Calculating year-site specific repeatabilities for all intermediate traits revealed strong variations between year-sites for certain traits (Table 2), but no clear trait-independent systematic effect of year-sites. For example, for Delley 2019, the trait lrc showed a below-average repeatability, while other traits were not affected. When comparing HTFP traits with manual measurements, the growth stage ratings GS30 and GS59 showed similar strong variations in repeatability. In contrast, yield repeatability was constant and high for all year-sites. Repeatability values for grain protein content are not available as the measurements were done on mixed probes per genotype.

The highest overall heritability was calculated for the growth stage rating GS59, followed by grain protein content and yield (Table 2). For HTFP traits, the heritability varied from very low values (\({\text{LA}_{\text{max}}}\)) to very high values (\(\text{PH}_\text{max}\)). Notably, the heritabilities of timing of key stage traits all settled in the middle range (\(h^2=0.52-0.71\)), while the ones for quantities and dose–response curve traits were at the upper and lower extremes.

Table 2 Repeatabilities (regular) and heritabilities (bold) for intermediate high-throughput field phenotyping (HTFP) traits of the three categories dose–response curve parameters (C), timing of key stages traits (T), and quantities traits (Q) and manually measured growth stage (GS) traits, yield and grain protein content

When calculating genetic correlations, clear relations between HTFP traits and growth stage ratings became visible (Fig. 2): For GS59, a very strong positive correlation was found for \({\text{LA}}_{t{\text{PH}}_{15}}\) and a strong correlation for \(n_{\text{tiller}}\), indicating that the apparent leaf area in an early growth stage—which was highly (but not significantly) correlated to the number of tillers—is related to the time point of heading. For GS30, a very strong positive correlation to \(t_{{\text{PH}}_{\text{start}}}\) was found, confirming the suitability of \(t_{{\text{PH}}_{\text{start}}}\) as proxy trait to determine jointing. The partial interdependence of GS30 and GS59 was confirmed by a strong correlation between them.

Fig. 2
figure 2

Genetic correlations of year-site BLUEs for HTFP traits and manual growth stage (GS) measurements

In addition to the previously mentioned relations, a high negative correlation between GS30 and \(t_{{\text{LA}}_{{\text{max}}}}\) was found, indicating a trade-off between early growth and apparent leaf area mid-season. Nevertheless, a vigorous early growth also led to an early mid-season development, indicated by the strong negative correlation between \(t_{{\text{LA}}_{{\text{max}}}}\) and \(n_{\text{tiller}}\), by the very strong negative correlation between \(t_{{\text{LA}}_{{\text{max}}}}\) and \({\text{LA}}_{t{\text{PH}}_{15}}\), and by the strong negative correlation between \(t_{d{\text{LA}}_{\text{max}}}\) and \({\text{LA}}_{t{\text{PH}}_{15}}\). Interestingly, \(t_{{\text{LA}}_{{\text{max}}}}\) was also negatively correlated with the dose–response curve parameter \(T_{\text{min}}\), indicating that high base temperatures of growth are related to an early time point where the maximum apparent leaf area is reached. This finding was further confirmed by the strong negative correlation between \(T_{\text{min}}\) and GS59.
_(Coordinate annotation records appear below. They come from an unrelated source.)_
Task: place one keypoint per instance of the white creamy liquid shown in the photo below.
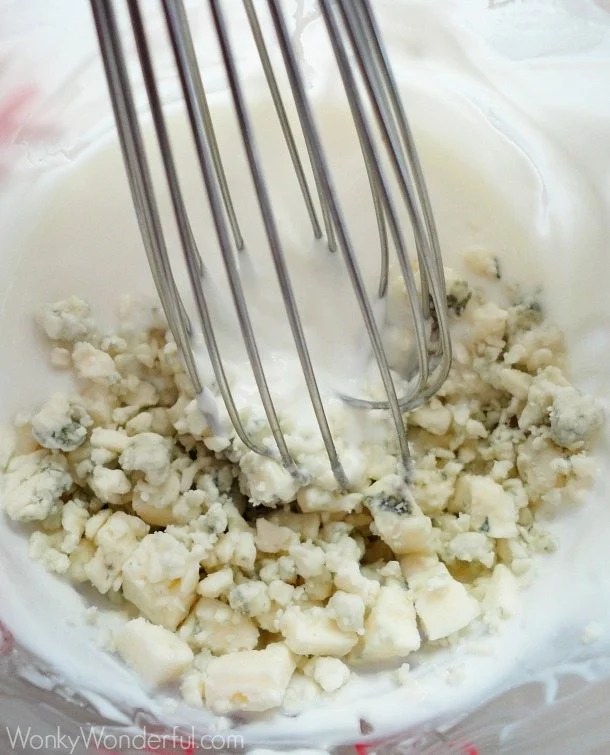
(513, 139)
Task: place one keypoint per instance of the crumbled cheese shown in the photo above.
(330, 673)
(61, 424)
(155, 653)
(252, 680)
(243, 552)
(391, 627)
(160, 577)
(313, 631)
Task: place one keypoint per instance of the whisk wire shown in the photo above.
(354, 36)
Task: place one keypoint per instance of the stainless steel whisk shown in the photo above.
(385, 140)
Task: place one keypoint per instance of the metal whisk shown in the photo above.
(389, 154)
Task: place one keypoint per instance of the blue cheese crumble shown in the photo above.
(252, 590)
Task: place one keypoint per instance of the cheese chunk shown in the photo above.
(491, 508)
(442, 603)
(391, 627)
(253, 680)
(160, 578)
(156, 654)
(313, 631)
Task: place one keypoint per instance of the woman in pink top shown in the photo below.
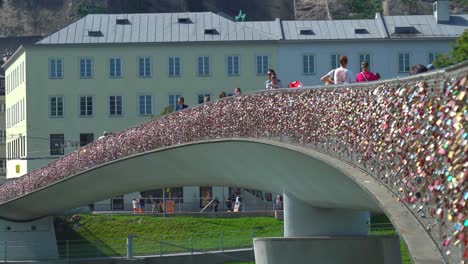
(365, 75)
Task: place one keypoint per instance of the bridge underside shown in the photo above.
(320, 191)
(224, 163)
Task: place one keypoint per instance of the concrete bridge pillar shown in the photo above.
(321, 235)
(302, 220)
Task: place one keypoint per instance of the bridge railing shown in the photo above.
(408, 133)
(148, 245)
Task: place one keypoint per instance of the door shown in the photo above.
(205, 195)
(117, 203)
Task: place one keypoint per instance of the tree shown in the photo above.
(459, 53)
(89, 7)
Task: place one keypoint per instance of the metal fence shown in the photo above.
(146, 246)
(180, 205)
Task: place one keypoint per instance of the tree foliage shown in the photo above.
(459, 53)
(87, 7)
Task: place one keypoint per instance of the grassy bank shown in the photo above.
(105, 235)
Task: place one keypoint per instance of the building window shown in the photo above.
(433, 56)
(364, 57)
(56, 106)
(57, 142)
(233, 66)
(145, 104)
(203, 66)
(173, 100)
(201, 98)
(174, 66)
(403, 62)
(55, 68)
(2, 165)
(115, 105)
(144, 67)
(86, 138)
(262, 63)
(86, 106)
(334, 61)
(115, 67)
(86, 68)
(308, 64)
(2, 136)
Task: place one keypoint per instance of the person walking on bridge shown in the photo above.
(365, 75)
(342, 74)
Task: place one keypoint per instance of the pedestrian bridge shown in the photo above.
(395, 146)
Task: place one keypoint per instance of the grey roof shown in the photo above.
(11, 44)
(160, 27)
(427, 26)
(332, 29)
(164, 27)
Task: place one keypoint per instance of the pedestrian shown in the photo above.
(342, 74)
(135, 205)
(181, 104)
(274, 83)
(418, 68)
(365, 75)
(327, 79)
(270, 73)
(278, 202)
(229, 204)
(142, 204)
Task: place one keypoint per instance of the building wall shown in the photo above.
(2, 137)
(383, 54)
(16, 77)
(40, 87)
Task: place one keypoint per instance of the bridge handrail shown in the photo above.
(385, 123)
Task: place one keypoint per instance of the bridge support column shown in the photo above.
(302, 220)
(33, 240)
(320, 235)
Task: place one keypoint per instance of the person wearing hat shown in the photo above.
(365, 75)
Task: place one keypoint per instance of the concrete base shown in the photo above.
(328, 250)
(302, 220)
(34, 240)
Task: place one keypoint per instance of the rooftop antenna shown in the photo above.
(241, 17)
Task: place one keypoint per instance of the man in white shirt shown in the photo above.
(342, 74)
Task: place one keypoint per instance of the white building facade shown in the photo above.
(98, 74)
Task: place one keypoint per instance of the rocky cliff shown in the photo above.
(42, 17)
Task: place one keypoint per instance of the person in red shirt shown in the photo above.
(365, 75)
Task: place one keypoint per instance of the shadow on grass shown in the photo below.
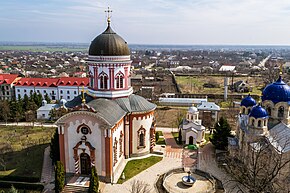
(24, 165)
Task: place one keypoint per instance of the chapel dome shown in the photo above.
(258, 112)
(192, 109)
(248, 101)
(109, 44)
(277, 92)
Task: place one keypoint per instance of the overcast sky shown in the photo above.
(254, 22)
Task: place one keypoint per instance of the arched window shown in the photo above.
(141, 137)
(91, 79)
(281, 112)
(121, 144)
(259, 123)
(268, 110)
(103, 80)
(115, 151)
(119, 80)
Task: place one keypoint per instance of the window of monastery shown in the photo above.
(91, 79)
(281, 112)
(103, 80)
(268, 110)
(84, 130)
(259, 123)
(141, 137)
(115, 151)
(119, 80)
(121, 144)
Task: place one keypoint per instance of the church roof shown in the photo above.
(135, 103)
(114, 110)
(276, 92)
(248, 101)
(108, 109)
(258, 112)
(279, 137)
(109, 44)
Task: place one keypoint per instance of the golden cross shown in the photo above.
(281, 69)
(83, 95)
(109, 11)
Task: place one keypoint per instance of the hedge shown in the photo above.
(22, 185)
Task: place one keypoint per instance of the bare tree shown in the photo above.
(260, 168)
(138, 186)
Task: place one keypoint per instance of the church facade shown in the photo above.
(109, 123)
(264, 130)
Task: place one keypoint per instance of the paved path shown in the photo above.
(208, 164)
(47, 175)
(171, 160)
(149, 176)
(36, 124)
The strongest relationship was found between \(t_{d{\text{LA}}_{\text{max}}}\) and \(n_{\text{tiller}}\). In addition, \(n_{\text{tiller}}\) was strongly positive correlated to \({\text{LA}}_{\text{max}}\). Consequently, high numbers of tillers were associated with an early rapid development of apparent leaf area and large leaf area mid-season.

For the three dose–response curve traits, \(T_{\text{min}}\) and \(r_{\text{max}}\) were strongly correlated. While \(r_{\text{max}}\) and lrc had a strong correlation to \({\text{PH}}_{\text{max}}\), the correlation of \(T_{\text{min}}\) with \({\text{PH}}_{\text{max}}\) was low, indicating that final height was mainly driven by growth at optimum temperature and steepness of the temperature response. All other relations between HTFP traits showed either only moderate of low correlations or were not significant.

G\(\times\)E interactions for yield are complex, but less complex for HTFP traits and grain protein content

The courses of meteorological covariates (temperature and precipitation) showed large differences between years and smaller differences between sites (Fig. 3d). 2019 was characterized by frequent rainfall throughout the season, but 2020 was characterized by a dry phase between beginning and end of April. Precipitation for the Delley site was higher than for the FIP/Strickhof sites. Temperature courses for all sites were very comparable, but differed between years, with hotter periods toward the end of the season in 2020 than in 2019. Consequently, genotype yields for year-sites (BLUEs) varied between year-sites with lowest yields for Delley, 2020 and highest yields for FIP, 2019 (Fig. 3a).

Yield was further examined using a factor-analytic model with two factors (FA2). Estimated genetic correlations for common G\(\times\)E interactions revealed that while some year-sites were highly related (e.g., Strickhof, 2019 and Delley, 2020), others had lower correlations (e.g., FIP, 2019 and Strickhof, 2019) (Fig. 3b). Calculating overall yield performance (OP) and yield stability (RMSD) using the FAST approach revealed that the examined genotypes covered well the range of measured OP but clustered at low RMSD (corresponding to high yield stability) with a few outliers with high RMSD (corresponding to low yield stability) (Fig. 3c).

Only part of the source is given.